My basic Valby pissed through it all easily and my ult Bunny would have done the same, but the challenge offered should not be the sole and default one available. Leaving what they sharted out as it was and expecting players to just accept it and git gud would have been a huge own goal. They did right to react quickly and respond to what their own telemetry no doubt told them - that people were responding by simply shutting the game down in frustration and not playing at all thanks to anti-fun gameplay and over-tuned default difficulty, rather than reworking their builds or going out farming another descendant they didn't want this far but now feel forced to in order to finally end up with the one they actually do - Hailey.
Mega-dungeons, raids, whatever - fine - that's how the game should work as it did through the story, presenting problems to the player so they work to get stronger to surpass them - probably leaning into whatever is the new hotness and spending some money along the way. But seasonal daily content should be complete gimmies with optional adjustments for harder difficulty tuning and better reward for those who are invested and care.
Have a quick question as a long time Destiny 2 player (I know, take your shots). Debating giving this a go or Warframe. How is the new player experience with this one in comparison? Looking for someone that has played both to give me the low-down.
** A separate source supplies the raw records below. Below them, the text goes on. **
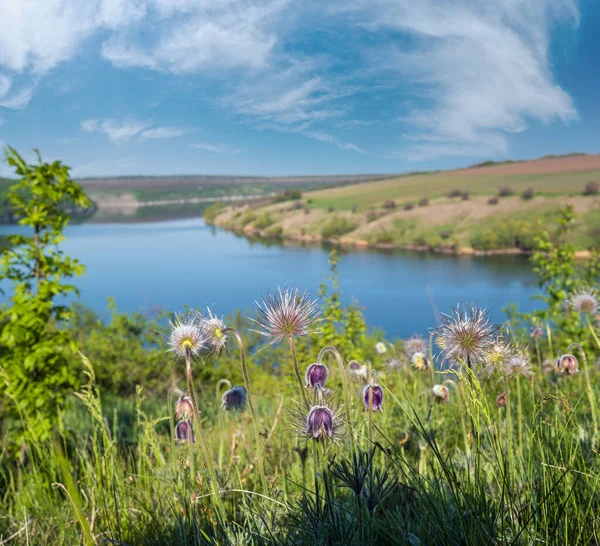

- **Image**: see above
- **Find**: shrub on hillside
[583,182,600,195]
[321,216,358,239]
[498,186,515,197]
[521,188,535,201]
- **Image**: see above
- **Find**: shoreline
[205,220,592,260]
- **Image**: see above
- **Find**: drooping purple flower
[221,386,246,411]
[175,396,194,420]
[175,419,196,444]
[363,385,383,411]
[556,354,579,375]
[304,406,335,440]
[304,362,329,389]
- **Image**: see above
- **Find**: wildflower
[348,360,367,379]
[175,419,196,444]
[431,385,450,404]
[196,307,227,354]
[485,336,512,375]
[375,341,387,355]
[221,386,246,411]
[304,362,329,389]
[531,326,544,339]
[301,404,343,441]
[404,334,429,359]
[496,392,506,408]
[253,288,320,345]
[175,396,194,420]
[411,353,429,370]
[569,288,598,315]
[363,385,383,411]
[506,352,533,377]
[556,354,579,375]
[168,317,204,358]
[436,304,498,366]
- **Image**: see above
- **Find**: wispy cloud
[190,142,240,154]
[80,118,188,144]
[342,0,578,159]
[140,127,189,140]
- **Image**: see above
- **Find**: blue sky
[0,0,600,176]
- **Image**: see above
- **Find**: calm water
[0,219,537,337]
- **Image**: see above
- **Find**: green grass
[305,170,600,210]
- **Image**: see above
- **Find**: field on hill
[208,155,600,253]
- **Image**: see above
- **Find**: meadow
[212,156,600,253]
[0,149,600,546]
TFD, as a new game with devs that are quick to respond to feedback, is a wonderful one to get into right now - very accessible and enjoyable to engage with, and without a plethora of options or paths to navigate, just an obvious critical path and a lot of choice and variety in how you play with the characters on offer - far more than Destiny ever managed in over a decade, with a true power fantasy that gets delivered upon when you soon out-level prior content and stomp it into the ground vs still having to put 2 shots into level 4 Randal the Vandal twatting around in the Cosmodrome no matter how high your level goes. But... it probably depends how much time you have to play and what you're looking to get out of it in the longer term. If it's just a few hours here and there, a couple dozen a week tops, then this game could keep you occupied for months to the point where new content drops. But if you've got a ton of time on your hands and want to focus hard on it you might end up feeling done in a month, left only with some numbers-go-up side-shuffles if you truly can't leave the game alone waiting on new content, whereas Warframe has more than a decade of content, streamlining, care and attention. But then, as a new player, I dropped that game hard the 4 times I attempted to give it a real go - just left me cold and confused, it's drab and boring, whereas TFD speaks to me in ways only Destiny and Outriders have and has the opportunity to realise the kind of potential both these games offered glimpses of but ultimately failed to deliver on and fulfil.